Defendant, knowing that a judgment had been obtained against him by substituted service based on proof of his New York residence, and requesting through his counsel in communication with the attorney for plaintiff, and receiving further specific information about the judgment, should within a reasonable time have asserted the absence of jurisdiction based on a showing of the facts of his purported nonresidence. Indeed, the correspondence between his counsel and the plaintiff’s attorney suggests that defendant had stated an intention to move to open his default. Instead of making this assertion he did nothing; and in the special circumstances of this case, *448there seems to us to have been, as the Special Term decided, a waiver of the claim of absence of personal jurisdiction.
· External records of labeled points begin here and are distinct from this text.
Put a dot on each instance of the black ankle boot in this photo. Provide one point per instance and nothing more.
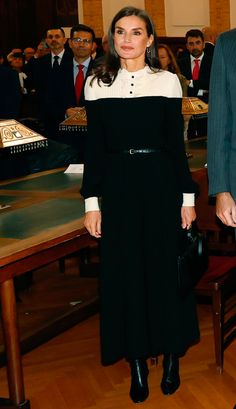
(139, 385)
(170, 380)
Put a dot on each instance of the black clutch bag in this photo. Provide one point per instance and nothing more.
(192, 261)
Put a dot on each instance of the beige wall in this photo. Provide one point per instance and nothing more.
(171, 17)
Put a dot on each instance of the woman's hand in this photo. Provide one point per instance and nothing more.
(92, 223)
(188, 215)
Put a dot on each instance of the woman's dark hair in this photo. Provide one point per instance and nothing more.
(107, 72)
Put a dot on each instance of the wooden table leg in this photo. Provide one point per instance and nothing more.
(12, 347)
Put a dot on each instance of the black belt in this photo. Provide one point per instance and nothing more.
(135, 151)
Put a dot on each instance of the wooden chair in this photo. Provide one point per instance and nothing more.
(219, 281)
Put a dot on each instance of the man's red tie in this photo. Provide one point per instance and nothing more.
(79, 82)
(196, 69)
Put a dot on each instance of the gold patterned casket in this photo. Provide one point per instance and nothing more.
(75, 122)
(16, 138)
(194, 106)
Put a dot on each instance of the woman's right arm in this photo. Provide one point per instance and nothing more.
(91, 188)
(92, 223)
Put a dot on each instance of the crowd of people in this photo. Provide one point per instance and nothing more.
(49, 95)
(132, 93)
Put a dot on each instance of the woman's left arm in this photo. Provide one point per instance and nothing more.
(188, 215)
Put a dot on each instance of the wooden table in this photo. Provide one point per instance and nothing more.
(43, 224)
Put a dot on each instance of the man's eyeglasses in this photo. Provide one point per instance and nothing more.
(79, 40)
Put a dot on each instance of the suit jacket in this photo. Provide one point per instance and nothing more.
(222, 117)
(204, 75)
(11, 96)
(50, 91)
(68, 78)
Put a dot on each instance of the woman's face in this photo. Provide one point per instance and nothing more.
(131, 38)
(163, 58)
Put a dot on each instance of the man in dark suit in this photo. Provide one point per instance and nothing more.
(196, 68)
(81, 42)
(48, 80)
(221, 159)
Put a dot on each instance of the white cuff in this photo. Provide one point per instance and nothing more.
(91, 204)
(188, 199)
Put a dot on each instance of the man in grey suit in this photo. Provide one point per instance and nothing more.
(222, 128)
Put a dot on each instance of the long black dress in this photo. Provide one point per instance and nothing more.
(142, 314)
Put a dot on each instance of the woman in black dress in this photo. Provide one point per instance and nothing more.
(136, 163)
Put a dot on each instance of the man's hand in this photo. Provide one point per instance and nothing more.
(226, 208)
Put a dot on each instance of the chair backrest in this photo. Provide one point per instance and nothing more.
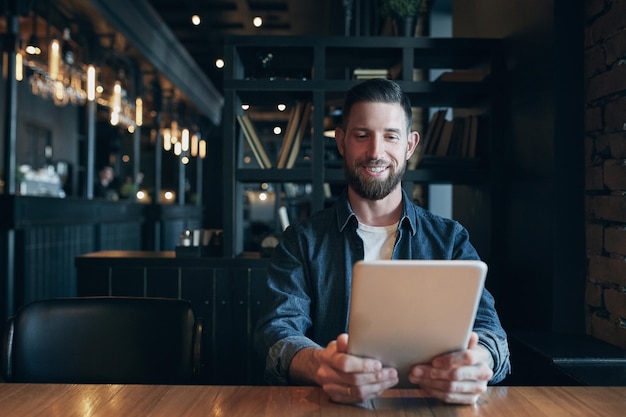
(103, 340)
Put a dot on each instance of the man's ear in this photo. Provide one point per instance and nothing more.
(413, 140)
(339, 139)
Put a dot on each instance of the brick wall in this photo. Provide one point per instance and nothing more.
(605, 154)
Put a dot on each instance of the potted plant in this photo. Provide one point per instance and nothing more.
(403, 12)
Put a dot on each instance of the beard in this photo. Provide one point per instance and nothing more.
(373, 188)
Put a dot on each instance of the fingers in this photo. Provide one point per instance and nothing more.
(358, 391)
(348, 378)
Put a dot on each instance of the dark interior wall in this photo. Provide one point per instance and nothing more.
(543, 276)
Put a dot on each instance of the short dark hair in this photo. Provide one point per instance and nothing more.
(377, 90)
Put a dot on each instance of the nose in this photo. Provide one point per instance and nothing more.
(375, 148)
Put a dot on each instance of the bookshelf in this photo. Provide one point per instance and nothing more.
(314, 73)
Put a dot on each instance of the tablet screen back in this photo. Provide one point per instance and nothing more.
(405, 312)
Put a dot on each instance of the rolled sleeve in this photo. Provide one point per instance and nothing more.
(279, 358)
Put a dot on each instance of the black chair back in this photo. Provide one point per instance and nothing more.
(103, 340)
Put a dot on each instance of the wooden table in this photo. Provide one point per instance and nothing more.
(241, 401)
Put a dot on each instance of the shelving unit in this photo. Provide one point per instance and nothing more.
(265, 71)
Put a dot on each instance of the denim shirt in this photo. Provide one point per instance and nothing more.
(308, 284)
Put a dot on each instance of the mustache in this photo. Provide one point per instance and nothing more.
(373, 163)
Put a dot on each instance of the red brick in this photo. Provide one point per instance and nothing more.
(593, 295)
(593, 119)
(612, 208)
(593, 7)
(605, 270)
(616, 144)
(615, 302)
(615, 47)
(595, 61)
(607, 83)
(594, 234)
(594, 179)
(589, 215)
(608, 331)
(615, 113)
(615, 240)
(615, 174)
(610, 23)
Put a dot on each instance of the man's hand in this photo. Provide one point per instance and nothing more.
(459, 377)
(345, 378)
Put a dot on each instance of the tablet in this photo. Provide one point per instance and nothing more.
(406, 312)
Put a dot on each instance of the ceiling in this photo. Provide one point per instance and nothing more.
(221, 18)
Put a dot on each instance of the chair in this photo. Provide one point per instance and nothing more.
(103, 340)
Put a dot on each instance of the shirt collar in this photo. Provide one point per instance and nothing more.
(345, 213)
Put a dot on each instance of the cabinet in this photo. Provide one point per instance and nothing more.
(263, 72)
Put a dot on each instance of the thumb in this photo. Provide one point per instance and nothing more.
(473, 340)
(342, 343)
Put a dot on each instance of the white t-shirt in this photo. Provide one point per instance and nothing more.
(378, 241)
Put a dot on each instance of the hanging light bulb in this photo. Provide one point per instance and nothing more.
(91, 83)
(54, 59)
(138, 111)
(194, 145)
(116, 103)
(32, 46)
(167, 139)
(185, 140)
(19, 67)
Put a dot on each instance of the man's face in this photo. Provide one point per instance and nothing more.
(375, 147)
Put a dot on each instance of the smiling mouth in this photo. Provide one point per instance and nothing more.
(375, 169)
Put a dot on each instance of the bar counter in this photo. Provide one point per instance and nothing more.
(242, 401)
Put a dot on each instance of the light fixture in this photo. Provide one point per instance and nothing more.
(138, 111)
(194, 145)
(54, 57)
(116, 103)
(32, 46)
(19, 67)
(167, 139)
(184, 139)
(91, 83)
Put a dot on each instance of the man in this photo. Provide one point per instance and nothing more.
(301, 332)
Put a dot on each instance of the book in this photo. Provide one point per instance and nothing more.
(290, 134)
(253, 141)
(367, 73)
(434, 131)
(473, 137)
(462, 76)
(457, 145)
(295, 148)
(445, 138)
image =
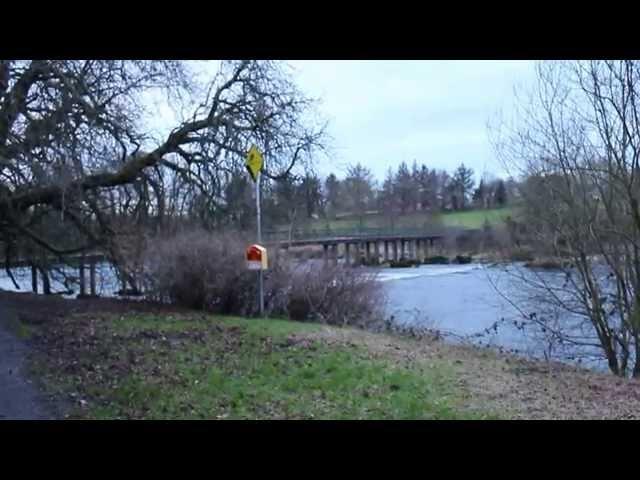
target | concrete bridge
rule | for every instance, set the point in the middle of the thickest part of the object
(365, 248)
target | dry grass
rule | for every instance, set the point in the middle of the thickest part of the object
(513, 387)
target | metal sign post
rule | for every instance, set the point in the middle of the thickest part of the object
(260, 278)
(254, 166)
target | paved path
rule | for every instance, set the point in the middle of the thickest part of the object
(20, 399)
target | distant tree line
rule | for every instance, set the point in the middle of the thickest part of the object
(296, 198)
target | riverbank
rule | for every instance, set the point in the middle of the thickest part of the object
(110, 359)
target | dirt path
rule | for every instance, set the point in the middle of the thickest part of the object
(20, 396)
(20, 399)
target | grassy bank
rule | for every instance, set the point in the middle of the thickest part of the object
(144, 362)
(195, 367)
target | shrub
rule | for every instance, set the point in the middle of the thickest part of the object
(463, 259)
(521, 254)
(203, 271)
(404, 263)
(336, 295)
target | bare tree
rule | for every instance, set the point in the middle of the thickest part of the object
(74, 144)
(578, 143)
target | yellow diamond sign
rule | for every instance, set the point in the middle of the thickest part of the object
(254, 162)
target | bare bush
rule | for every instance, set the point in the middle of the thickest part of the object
(336, 295)
(199, 270)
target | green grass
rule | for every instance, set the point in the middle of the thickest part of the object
(163, 367)
(476, 218)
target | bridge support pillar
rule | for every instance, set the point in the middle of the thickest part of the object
(92, 277)
(34, 279)
(83, 283)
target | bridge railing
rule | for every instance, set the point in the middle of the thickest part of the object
(283, 235)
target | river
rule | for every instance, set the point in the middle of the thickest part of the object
(465, 302)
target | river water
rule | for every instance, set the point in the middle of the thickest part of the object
(471, 303)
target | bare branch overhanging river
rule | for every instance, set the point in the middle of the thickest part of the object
(473, 303)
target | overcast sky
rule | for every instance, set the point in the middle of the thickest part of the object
(383, 112)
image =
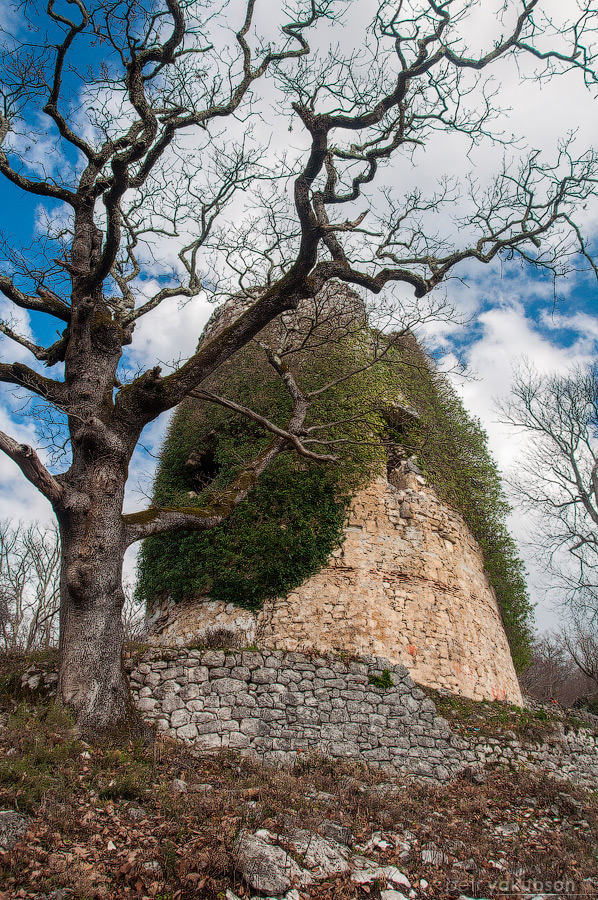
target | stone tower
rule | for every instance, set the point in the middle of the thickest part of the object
(407, 583)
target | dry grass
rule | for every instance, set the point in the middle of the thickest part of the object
(83, 836)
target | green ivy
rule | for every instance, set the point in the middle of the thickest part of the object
(384, 681)
(283, 534)
(293, 519)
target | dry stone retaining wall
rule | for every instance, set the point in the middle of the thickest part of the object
(279, 704)
(408, 584)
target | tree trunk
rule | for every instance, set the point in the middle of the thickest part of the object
(92, 680)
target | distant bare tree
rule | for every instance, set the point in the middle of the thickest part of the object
(29, 586)
(147, 108)
(557, 477)
(564, 667)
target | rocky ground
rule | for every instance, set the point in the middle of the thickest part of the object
(83, 823)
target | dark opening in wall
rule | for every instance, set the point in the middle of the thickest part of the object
(202, 466)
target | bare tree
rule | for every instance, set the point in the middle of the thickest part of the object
(149, 106)
(557, 477)
(29, 586)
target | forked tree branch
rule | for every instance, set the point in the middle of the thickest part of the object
(32, 468)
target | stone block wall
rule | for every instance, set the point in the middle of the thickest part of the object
(278, 704)
(407, 584)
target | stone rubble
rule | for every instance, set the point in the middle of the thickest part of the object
(407, 584)
(279, 705)
(13, 827)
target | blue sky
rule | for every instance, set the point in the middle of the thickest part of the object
(511, 310)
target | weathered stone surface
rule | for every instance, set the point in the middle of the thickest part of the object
(320, 855)
(266, 868)
(429, 603)
(394, 727)
(13, 827)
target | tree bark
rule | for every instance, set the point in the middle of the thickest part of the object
(92, 680)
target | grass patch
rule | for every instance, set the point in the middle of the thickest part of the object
(383, 681)
(491, 718)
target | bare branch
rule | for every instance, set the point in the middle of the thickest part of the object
(32, 468)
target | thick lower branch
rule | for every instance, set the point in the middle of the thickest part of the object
(156, 520)
(32, 467)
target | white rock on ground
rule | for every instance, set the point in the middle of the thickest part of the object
(267, 868)
(322, 856)
(12, 828)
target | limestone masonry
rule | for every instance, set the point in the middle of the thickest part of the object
(408, 584)
(278, 704)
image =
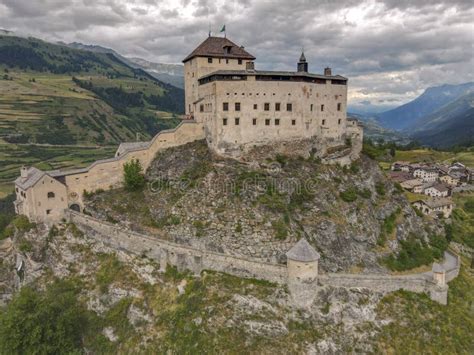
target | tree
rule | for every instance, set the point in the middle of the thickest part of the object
(134, 179)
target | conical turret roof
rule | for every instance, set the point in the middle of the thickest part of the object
(303, 251)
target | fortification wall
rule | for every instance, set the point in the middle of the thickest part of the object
(182, 256)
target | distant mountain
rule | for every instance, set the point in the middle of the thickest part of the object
(407, 116)
(53, 94)
(168, 73)
(453, 124)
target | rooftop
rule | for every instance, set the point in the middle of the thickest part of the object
(303, 251)
(219, 47)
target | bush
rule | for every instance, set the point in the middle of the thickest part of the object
(349, 195)
(134, 179)
(44, 322)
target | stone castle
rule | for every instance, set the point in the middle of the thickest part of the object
(230, 104)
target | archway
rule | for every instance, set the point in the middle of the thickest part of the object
(75, 207)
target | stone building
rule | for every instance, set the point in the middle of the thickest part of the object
(232, 106)
(242, 107)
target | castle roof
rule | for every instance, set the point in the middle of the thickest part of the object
(303, 251)
(219, 47)
(272, 73)
(33, 175)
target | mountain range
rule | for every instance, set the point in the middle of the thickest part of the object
(442, 116)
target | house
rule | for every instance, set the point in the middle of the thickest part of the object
(451, 180)
(411, 184)
(427, 174)
(437, 190)
(435, 207)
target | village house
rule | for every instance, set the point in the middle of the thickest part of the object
(435, 207)
(427, 174)
(437, 190)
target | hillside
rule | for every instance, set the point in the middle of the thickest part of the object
(453, 124)
(168, 73)
(55, 95)
(406, 117)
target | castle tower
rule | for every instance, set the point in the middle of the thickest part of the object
(302, 64)
(215, 53)
(302, 266)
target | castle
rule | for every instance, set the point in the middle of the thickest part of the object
(230, 104)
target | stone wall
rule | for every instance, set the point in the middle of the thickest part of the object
(185, 257)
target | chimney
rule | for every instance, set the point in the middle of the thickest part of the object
(24, 172)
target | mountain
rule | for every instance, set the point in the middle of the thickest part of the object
(168, 73)
(53, 94)
(453, 124)
(434, 98)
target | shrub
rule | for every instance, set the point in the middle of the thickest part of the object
(349, 195)
(380, 188)
(134, 179)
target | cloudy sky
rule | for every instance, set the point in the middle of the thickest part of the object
(390, 50)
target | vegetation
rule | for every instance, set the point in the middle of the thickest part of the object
(134, 179)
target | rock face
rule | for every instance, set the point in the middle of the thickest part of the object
(260, 207)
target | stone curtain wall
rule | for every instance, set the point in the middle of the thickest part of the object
(182, 256)
(189, 258)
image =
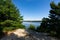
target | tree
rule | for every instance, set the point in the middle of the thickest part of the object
(31, 27)
(52, 24)
(10, 18)
(55, 18)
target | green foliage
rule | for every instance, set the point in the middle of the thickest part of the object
(52, 24)
(10, 18)
(31, 27)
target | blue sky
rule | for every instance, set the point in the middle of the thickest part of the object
(33, 9)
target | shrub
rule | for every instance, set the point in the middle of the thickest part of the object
(32, 27)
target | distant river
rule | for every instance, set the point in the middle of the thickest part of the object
(27, 24)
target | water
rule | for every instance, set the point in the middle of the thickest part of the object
(27, 24)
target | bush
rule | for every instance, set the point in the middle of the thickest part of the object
(32, 27)
(9, 25)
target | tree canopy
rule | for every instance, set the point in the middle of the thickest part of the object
(10, 17)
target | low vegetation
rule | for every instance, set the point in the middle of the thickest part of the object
(52, 24)
(31, 27)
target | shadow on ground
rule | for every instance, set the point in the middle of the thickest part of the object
(32, 35)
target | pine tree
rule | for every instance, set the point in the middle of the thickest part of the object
(10, 17)
(55, 18)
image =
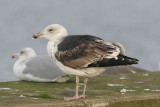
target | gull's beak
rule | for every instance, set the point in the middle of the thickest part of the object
(37, 35)
(15, 56)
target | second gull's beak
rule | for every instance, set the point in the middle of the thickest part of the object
(37, 35)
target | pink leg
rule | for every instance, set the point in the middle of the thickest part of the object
(76, 94)
(84, 89)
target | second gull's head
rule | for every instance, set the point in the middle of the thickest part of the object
(51, 32)
(25, 53)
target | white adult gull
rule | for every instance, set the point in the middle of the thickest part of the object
(30, 67)
(82, 55)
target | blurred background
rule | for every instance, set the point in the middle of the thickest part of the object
(133, 23)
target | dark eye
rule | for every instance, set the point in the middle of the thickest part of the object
(22, 52)
(50, 30)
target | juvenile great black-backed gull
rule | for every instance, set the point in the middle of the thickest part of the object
(30, 67)
(82, 55)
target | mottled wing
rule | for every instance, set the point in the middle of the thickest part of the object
(80, 51)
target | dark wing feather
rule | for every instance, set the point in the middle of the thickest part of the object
(83, 50)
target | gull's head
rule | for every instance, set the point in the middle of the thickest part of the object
(25, 53)
(51, 32)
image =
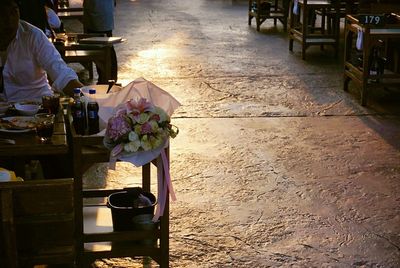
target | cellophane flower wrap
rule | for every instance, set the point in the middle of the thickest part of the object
(138, 127)
(138, 130)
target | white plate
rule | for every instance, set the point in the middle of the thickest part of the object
(20, 120)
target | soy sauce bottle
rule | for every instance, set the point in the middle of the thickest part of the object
(78, 112)
(93, 113)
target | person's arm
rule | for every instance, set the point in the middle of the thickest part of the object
(69, 88)
(63, 77)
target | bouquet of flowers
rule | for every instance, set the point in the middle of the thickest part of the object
(137, 126)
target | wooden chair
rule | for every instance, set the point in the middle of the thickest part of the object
(276, 11)
(85, 56)
(38, 223)
(303, 30)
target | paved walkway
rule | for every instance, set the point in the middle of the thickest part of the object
(274, 165)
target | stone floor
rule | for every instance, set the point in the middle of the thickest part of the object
(275, 165)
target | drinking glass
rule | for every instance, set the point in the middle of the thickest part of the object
(44, 126)
(51, 103)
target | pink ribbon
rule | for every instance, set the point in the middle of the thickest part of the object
(164, 185)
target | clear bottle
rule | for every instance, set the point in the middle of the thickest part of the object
(93, 113)
(78, 112)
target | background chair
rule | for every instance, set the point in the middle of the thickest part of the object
(38, 223)
(303, 29)
(262, 10)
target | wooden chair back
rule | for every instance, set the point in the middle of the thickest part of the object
(38, 223)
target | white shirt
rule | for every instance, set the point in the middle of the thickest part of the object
(30, 58)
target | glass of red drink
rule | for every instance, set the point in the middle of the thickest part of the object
(51, 103)
(44, 126)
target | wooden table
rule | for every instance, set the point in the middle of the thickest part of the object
(70, 14)
(28, 147)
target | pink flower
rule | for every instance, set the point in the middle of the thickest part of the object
(146, 128)
(117, 127)
(155, 117)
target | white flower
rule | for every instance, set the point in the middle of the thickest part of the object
(132, 146)
(145, 143)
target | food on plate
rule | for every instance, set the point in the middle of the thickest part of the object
(17, 123)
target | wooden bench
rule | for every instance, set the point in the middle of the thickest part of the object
(37, 223)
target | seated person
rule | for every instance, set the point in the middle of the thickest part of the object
(54, 22)
(28, 58)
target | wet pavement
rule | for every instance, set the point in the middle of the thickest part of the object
(275, 165)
This, indeed, is the general rule. “ An objection to jurisdiction based on any ground other than lack of jurisdiction of the subject matter, such as lack of jurisdiction of the person * * * is usually waived by failure to raise the objection at the first opportunity, or in due or seasonable time ” (21 C. J. S., Courts, § 110, pp. 168-169).
In Matter of Clark (168 N. Y. 427) it was noted that where the tribunal has jurisdiction of the subject and there is power to act in the subject matter, and an objection exists for the benefit of the party complaining, ‘ ‘ such objection must be taken at the earliest practical opportunity after the party becomes aware of the facts ” or he “ will be held to have waived ’ ’ it (p. 437). This statement was made in part on the authority of Cowenhoven v. Ball (118 N. Y. 231, 235), in which it was said that such waiver could run to “ questions of jurisdiction as well as others ”. See, also, on this subject Vose v. Cockcroft (44 N. Y. 415) and Matter of Hardenbrook v. Combs (160 Misc. 546).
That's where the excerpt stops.